Spain’s left-wing government is facing growing pressure from the country’s right-wing opposition over a graft case linked to the purchase of face masks during the pandemic.
The case hit the headlines in February after police arrested several people in connection with a kickbacks scandal, one of whom was a close aide to a former minister and key ally of Prime Minister Pedro Sanchez.
But as the probe has deepened, the right-wing Popular Party (PP) has demanded the resignation of parliamentary speaker Francina Armengol, who holds the third-highest office in Spain after the king and the prime minister.
The scandal emerged on February 21 with the arrest of Koldo Garcia, a close adviser to Jose Luis Abalos, who served as transport minister from 2018-2021 and a key member of Sanchez’s Socialist party.
Garcia is suspected of being a central player in a scheme that let a small, previously unknown firm, Soluciones de Gestion (Management Solutions), obtain contracts worth 53 million euros ($57.5 million) to supply masks to various public authorities between March and June 2020 at the start of the pandemic.
Those contracts allegedly generated kickbacks worth 9.5 million euros.
Since his arrest, the media, notably right-leaning outlets, have run non-stop coverage of the so-called “Koldo affair”.
With more revelations emerging daily, the scandal has put the government on the back foot as it faces a string of increasingly harsh attacks from the right.
Although Abalos was not initially implicated in the affair, the Socialist party asked him to stand down as an MP to take “political responsibility” for a scandal that occurred on his watch.
But when he refused, saying it would be seen as “an admission of guilt”, they suspended him pending expulsion.
It has since emerged that the investigating judge believes Abalos acted as an “intermediary”.
Abalos was replaced as transport minister during a 2021 government reshuffle, and the PP has claimed his removal showed that Sanchez was aware of the scandal and had sought to sideline him.
“You knew about it and you covered it up!” PP leader Alberto Nunez Feijoo accused Sanchez last week, without offering any proof.
And the party has also upped the ante over contracts the company signed with two of Spain’s 17 regions, both governed at the time by the Socialists: one with the Canary Islands, worth 12.2 million euros and a second with the Balearic Isles, worth 3.7 million euros.
Angel Victor Torres, who headed the Canary Islands regional government at the time, is now territorial policy minister and the former regional head of the Balearic Isles is Armengol, the current parliamentary speaker.
The PP has demanded to know how the Balearics administration could have awarded such a large contract to a previously unknown company, which had supplied masks that were not of the quality they had paid for.
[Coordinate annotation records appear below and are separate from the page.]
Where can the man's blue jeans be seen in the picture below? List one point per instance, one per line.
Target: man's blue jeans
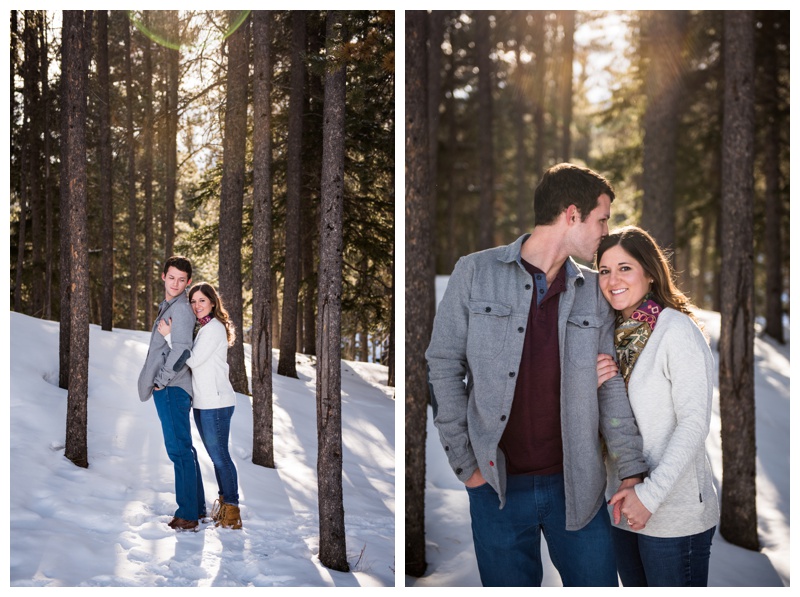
(214, 425)
(508, 541)
(172, 405)
(663, 561)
On Monday, the PP demanded Armengol resign, prompting her to lash back a day later.
“I have never, ever instructed anyone in my governments to hire one company or another,” she said on Tuesday, accusing the opposition of “crossing every red line”.
But her words did little to silence the PP whose spokesman Miguel Tellado once again insisted that she “resign her post as soon as possible”.
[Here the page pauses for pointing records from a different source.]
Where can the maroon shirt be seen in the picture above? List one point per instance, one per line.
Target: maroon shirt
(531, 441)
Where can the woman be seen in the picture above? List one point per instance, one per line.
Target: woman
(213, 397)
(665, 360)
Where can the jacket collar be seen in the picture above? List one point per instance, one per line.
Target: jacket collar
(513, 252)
Also Monday, the European public prosecutor’s office said it would be investigating the two contracts given that the masks were bought with EU funds.
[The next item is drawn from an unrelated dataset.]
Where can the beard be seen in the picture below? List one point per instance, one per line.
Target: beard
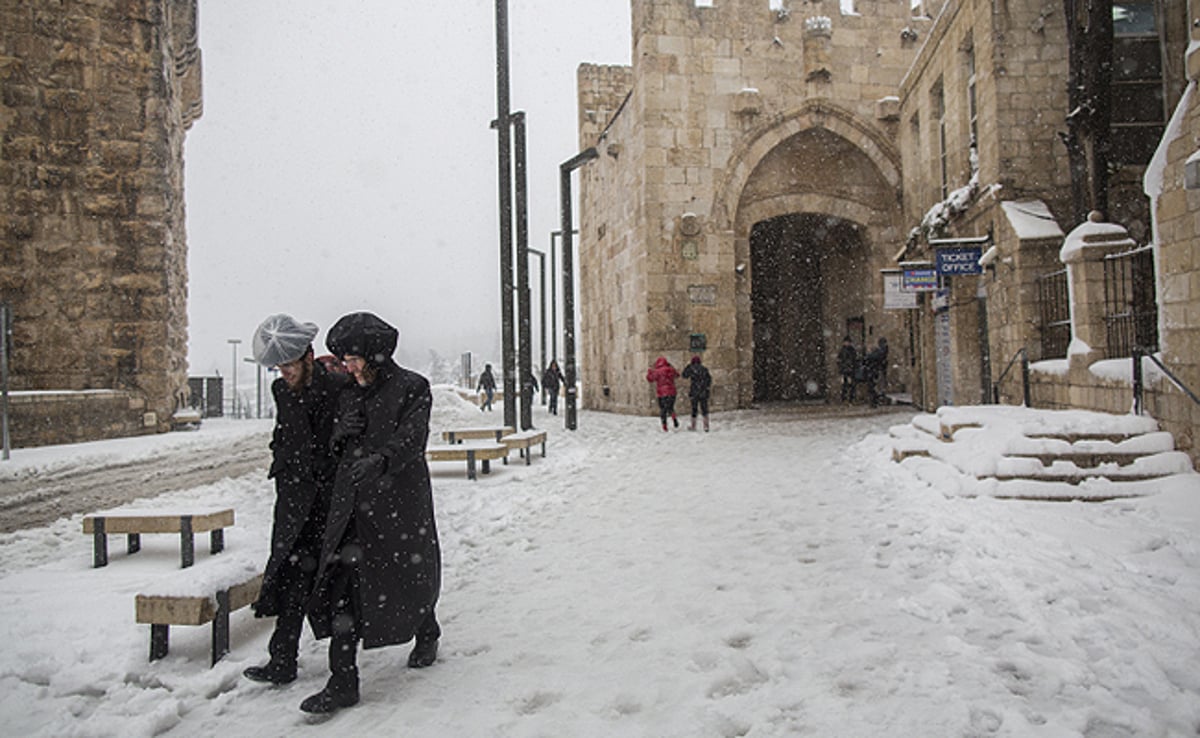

Spanish media reports said the first casualty was likely to be Alvaro Sanchez Manzanares, who heads the public body that manages the ports and paid the firm at the heart of the affair 20 million euros for eight million masks.
He was expected to be removed from his post on Wednesday following a decision by the transport ministry.
The case is particularly sensitive for Sanchez, who took power in 2018 following a huge corruption scandal that brought down Spain’s right-wing government, and has since prided himself on the integrity and transparency of his administration.